Une situation qui perdure aujourd’hui, et à laquelle s’ajoute celle du partage des terres entre agriculteurs et éleveurs. Le Darfour est en effet une zone de transhumance, et le changement climatique, comme ailleurs en Afrique, met en concurrence les cultivateurs et les éleveurs, en l’occurence souvent des nomades arabes, qui doivent traverser leurs terres pour faire paitre leurs bêtes.

Un processus de pacification interrompu

C’est dans ce contexte qu’intervient, en 2019, la révolution qui a mis à bas Omar Al-Bachir, dont le pouvoir entretenait l’impunité à l’encontre des milices arabes. Une partie de leurs supplétifs avait même intégré en nombre les régiments paramilitaires des Forces de Soutien Rapide (FSR), associées à l’armée.

La question de la pacification du Darfour est ainsi devenu l’un des sujets sur lesquels le pouvoir militaro-civil issu de la révolution s’est penché, aboutissant en octobre 2020 aux accords de Juba associant les autorités à différents groupes rebelles. Une force de « protection des civils » de 12 000 hommes devait notamment voir le jour, comptant pour moitié des hommes issus de groupes rebelles démobilisés. Mais ces accords ont aussi été suivis par la mobilisation de forces de police et de FSR, ces derniers occupant une certaine prépondérance peu rassurante pour les communautés non-arabes.

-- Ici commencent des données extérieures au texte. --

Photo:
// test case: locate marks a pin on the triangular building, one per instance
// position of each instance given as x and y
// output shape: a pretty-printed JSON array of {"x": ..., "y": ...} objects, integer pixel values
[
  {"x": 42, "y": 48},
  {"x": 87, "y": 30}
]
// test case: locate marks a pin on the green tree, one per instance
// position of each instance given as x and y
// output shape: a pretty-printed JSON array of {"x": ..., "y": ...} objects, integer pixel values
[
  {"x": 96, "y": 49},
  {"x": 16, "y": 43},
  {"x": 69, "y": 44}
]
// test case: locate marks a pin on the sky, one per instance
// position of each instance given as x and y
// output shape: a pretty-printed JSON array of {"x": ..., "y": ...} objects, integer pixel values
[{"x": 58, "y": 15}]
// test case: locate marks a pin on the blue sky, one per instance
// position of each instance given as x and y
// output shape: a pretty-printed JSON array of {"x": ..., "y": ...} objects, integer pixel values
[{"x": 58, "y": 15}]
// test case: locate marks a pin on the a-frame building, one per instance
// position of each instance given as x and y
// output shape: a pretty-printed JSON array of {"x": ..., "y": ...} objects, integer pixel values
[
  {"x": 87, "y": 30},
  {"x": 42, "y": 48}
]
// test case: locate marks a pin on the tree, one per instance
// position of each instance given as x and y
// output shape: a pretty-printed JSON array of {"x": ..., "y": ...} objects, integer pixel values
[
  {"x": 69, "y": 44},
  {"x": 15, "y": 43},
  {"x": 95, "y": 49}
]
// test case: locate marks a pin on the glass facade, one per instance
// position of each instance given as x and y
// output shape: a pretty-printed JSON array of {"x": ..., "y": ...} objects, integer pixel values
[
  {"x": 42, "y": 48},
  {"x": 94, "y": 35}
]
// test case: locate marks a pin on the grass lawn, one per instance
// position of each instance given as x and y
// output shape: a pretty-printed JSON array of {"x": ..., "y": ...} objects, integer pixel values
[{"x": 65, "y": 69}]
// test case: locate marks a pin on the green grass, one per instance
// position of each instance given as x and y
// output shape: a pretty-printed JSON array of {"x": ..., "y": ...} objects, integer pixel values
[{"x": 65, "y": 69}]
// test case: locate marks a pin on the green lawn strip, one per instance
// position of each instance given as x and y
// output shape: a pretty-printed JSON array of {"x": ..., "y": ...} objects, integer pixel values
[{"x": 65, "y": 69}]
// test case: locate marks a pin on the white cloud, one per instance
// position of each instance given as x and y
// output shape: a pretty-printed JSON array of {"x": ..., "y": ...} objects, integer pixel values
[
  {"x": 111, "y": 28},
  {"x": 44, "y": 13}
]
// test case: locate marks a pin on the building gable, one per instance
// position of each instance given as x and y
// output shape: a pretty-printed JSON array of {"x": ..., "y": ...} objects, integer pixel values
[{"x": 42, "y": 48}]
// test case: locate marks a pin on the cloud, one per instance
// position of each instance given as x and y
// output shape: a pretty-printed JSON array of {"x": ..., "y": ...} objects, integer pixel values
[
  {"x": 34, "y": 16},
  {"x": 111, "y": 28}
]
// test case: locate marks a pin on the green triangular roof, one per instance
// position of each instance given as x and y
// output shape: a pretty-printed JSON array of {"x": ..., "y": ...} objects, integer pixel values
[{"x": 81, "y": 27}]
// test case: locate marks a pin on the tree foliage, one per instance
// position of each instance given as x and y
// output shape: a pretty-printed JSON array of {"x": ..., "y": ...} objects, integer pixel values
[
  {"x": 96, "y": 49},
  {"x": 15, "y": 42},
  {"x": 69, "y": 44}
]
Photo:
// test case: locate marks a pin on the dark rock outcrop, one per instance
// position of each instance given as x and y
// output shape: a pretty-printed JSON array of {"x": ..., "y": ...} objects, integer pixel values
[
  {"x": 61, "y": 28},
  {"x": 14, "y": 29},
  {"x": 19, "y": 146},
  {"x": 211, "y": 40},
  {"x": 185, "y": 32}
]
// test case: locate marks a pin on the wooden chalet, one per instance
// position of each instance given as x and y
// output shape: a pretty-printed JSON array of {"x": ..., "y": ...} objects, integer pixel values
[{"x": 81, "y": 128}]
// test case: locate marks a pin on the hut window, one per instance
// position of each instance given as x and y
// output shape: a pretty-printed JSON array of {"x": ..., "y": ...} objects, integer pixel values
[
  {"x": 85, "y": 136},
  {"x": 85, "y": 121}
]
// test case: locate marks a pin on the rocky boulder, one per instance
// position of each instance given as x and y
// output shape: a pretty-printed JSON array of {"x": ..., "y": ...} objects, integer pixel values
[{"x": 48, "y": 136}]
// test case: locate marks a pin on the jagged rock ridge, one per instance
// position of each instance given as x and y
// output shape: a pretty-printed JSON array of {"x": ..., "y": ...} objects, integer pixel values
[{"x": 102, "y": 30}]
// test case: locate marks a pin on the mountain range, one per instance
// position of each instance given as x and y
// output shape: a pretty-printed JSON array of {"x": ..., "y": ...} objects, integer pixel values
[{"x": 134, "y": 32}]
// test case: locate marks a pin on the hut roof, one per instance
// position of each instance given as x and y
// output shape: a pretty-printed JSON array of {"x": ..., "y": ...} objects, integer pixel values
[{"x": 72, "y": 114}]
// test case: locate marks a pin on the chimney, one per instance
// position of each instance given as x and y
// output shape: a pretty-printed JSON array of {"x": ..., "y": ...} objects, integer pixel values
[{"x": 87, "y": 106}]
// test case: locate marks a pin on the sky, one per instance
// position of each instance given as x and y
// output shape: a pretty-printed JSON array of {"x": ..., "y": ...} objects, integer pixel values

Ce processus de pacification, s’il ne faisait pas l’unanimité, a finalement été interrompu par le coup d’état qui a mis au pouvoir, le 25 octobre 2021, un duo d’hommes liés à la guerre du Darfour. Le général Abdel Fattah Abdelrahman Al-Bourhane d’abord, qui a mené le coup d’état et est à la tête de la junte, après avoir dirigé en 2005 les opérations de nettoyage ethnique au Darfour sous les ordres d’Omar Al-Bachir. Son numéro deux, le général Mohammed Hamdan Daglo, alias « Hemetti », était à la tête des Janjawids avant de prendre la direction des FSR, aujourd’hui déployées au Darfour pour y maintenir l’ordre et que des témoins accusent de prendre part à certains massacres.

Situation précaire

Depuis le coup d’état, le Darfour s’est enfoncé dans une violence inédite depuis 10 ans. Pour la seule année 2021, près de 500 000 personnes ont été déplacées, soit cinq fois plus que l’année précédente. Une situation d’autant plus précaire que la reprise en main du pouvoir par des militaires directement impliqués dans le conflit coïncide avec le départ à l’été 2021 des casques bleus de l’Unamid, la mission de l’ONU pour le Darfour, dont la présence garantissait une relative dissuasion.

Le Darfour connaît donc un cocktail de rivalités territoriales et communautaires, de haine ethnique et d’absence voire de complicité des pouvoirs publics qui entretient l’escalade de la violence.

À cela s’ajoute la délicate question de la sécurité alimentaire car la récente multiplication des massacres intervient à la saison des semis. Or les attaques et destructions de villages chassent une grande partie des habitant forcés de se réfugier ailleurs. Il existe donc un véritable risque de crise alimentaire, alors que l’Organisation des Nations unies pour l’alimentation et l’agriculture (FAO) estime qu’en 2022 la production de mil et de sorgho – des céréales – va diminuer de 37%.

Une situation d’autant plus critique que le Soudan importe 87% de son blé d’Ukraine, alors que la mer Noire subit un blocus depuis le début de la guerre menée par la Russie. Un mois après les derniers massacres, la situation est précaire au Darfour, et rien ne semble pouvoir enrayer le mécanisme de violences qui, une fois de plus, gagne cette région meurtrie.